The Bakken—Part 1: Boomtown

Image source: UND EERC

The Dynamo Team went out to Williston, ND last month to see firsthand the shale revolution that is changing

the energy world.  The reason to come to Williston is that it is at the center of the action. Landing in Williston was uneventful, save that the airport was probably the size of our incubator, Greentown Labs.

A boomtown is an amazing place, where at first the world seems like any other you are familiar with, but after a while you realize it is actually different.  Very, very different. 


Getting out of the Airport, Williston seems like any other midwest American town of ~14,000 people: streetlights, cars, gas stations, and local restaurants that were never displaced by big national chains.  But once you drive half a mile beyond the airport, you notice the odd things.  There are far too many trucks on the road.  Not SUVs, but 18 wheelers, and cement trucks, and tankers—in fact, you barely see any other types of vehicles on the road.  These trucks always seemed to be on the road, morning or evening; we would later hear them screaming by as we tried to sleep in our hotel.


As you drive from the airport, along Highway 2, you see the roads are lined, not with strip malls like you would see in suburban America, but office buildings of service companies; names like Schlumberger, Baker Hughes, Cameron, Caterpillar, & Weatherford streak by in your peripheral vision.  Of the houses you did see, you wonder why the houses are so small and packed together in this mostly un-inhabited county.  You notice the flash of light from the sides of metal buildings still under construction, and you wonder why there needs to be so many trailer parks for this little town.  As you will later learn, Williston has the highest rent in the US, and some believe that the population of Williston swells to 75,000 people in the summer—and they are all here to work on drilling oil.   

We arrived at our hotel to find it was still under construction.  Workers were painting the walls and lining Ethernet as we checked in.  When we asked the front desk where we could grab some dinner, she exclaimed “Applebee’s just opened up down the street.”  As we drove to dinner (we opted for something more local than Applebee’s) we saw Pumpjacks right in town—an integral part of the urban landscape.  

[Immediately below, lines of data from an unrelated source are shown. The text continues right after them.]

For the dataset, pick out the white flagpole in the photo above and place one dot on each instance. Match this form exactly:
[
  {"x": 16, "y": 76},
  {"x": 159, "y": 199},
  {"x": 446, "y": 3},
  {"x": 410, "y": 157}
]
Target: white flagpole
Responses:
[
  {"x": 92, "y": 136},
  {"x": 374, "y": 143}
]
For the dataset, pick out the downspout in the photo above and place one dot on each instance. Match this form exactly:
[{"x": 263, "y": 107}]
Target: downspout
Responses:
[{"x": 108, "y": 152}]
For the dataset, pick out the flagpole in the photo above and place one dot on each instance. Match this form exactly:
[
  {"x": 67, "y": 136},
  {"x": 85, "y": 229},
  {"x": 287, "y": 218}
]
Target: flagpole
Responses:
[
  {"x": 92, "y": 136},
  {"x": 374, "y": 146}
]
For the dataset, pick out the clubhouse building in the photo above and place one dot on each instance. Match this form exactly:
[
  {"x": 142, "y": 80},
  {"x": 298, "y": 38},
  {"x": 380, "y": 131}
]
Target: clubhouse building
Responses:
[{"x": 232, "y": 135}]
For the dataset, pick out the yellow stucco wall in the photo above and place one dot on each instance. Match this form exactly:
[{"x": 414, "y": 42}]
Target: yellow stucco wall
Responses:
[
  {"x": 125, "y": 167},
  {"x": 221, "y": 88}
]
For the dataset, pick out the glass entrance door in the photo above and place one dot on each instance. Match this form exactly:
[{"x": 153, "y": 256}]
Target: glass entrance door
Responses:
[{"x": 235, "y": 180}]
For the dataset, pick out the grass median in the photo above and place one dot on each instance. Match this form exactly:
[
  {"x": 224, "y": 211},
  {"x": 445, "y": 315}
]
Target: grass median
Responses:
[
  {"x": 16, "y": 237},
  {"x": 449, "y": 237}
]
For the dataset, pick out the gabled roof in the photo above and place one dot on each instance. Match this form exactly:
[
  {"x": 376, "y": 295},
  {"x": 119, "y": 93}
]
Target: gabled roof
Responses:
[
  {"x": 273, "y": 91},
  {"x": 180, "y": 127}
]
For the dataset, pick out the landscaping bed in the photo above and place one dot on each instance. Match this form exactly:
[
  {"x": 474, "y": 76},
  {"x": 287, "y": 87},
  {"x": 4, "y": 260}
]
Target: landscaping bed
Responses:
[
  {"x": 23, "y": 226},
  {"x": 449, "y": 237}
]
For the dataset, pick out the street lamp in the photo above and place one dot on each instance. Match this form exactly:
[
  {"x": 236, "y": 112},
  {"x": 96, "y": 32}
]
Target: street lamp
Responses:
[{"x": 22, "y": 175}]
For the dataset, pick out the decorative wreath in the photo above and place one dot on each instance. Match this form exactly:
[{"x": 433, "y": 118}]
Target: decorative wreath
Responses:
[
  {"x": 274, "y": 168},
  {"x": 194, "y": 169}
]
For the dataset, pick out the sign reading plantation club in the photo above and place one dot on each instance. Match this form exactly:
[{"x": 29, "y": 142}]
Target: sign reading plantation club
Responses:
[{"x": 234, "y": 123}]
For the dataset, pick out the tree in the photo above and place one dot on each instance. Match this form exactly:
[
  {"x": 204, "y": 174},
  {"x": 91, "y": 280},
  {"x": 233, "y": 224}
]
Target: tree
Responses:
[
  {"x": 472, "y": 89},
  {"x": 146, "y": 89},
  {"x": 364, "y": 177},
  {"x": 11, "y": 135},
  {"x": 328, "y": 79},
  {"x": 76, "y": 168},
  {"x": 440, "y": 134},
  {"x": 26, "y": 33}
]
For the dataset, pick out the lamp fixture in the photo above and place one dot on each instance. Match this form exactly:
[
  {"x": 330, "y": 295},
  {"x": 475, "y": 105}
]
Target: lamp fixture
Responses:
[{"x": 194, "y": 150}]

We had arrived in a boomtown, where oil wells and buildings, services were being built out at a lightning pace, but where talent and the houses for them to live in could not be found fast enough.  We had arrived in a town where at every table sat groups of people with the word oil on their lips.  We had arrived in a town where something new and different was taking place; where people came to be a part of the tidal wave that would bend history.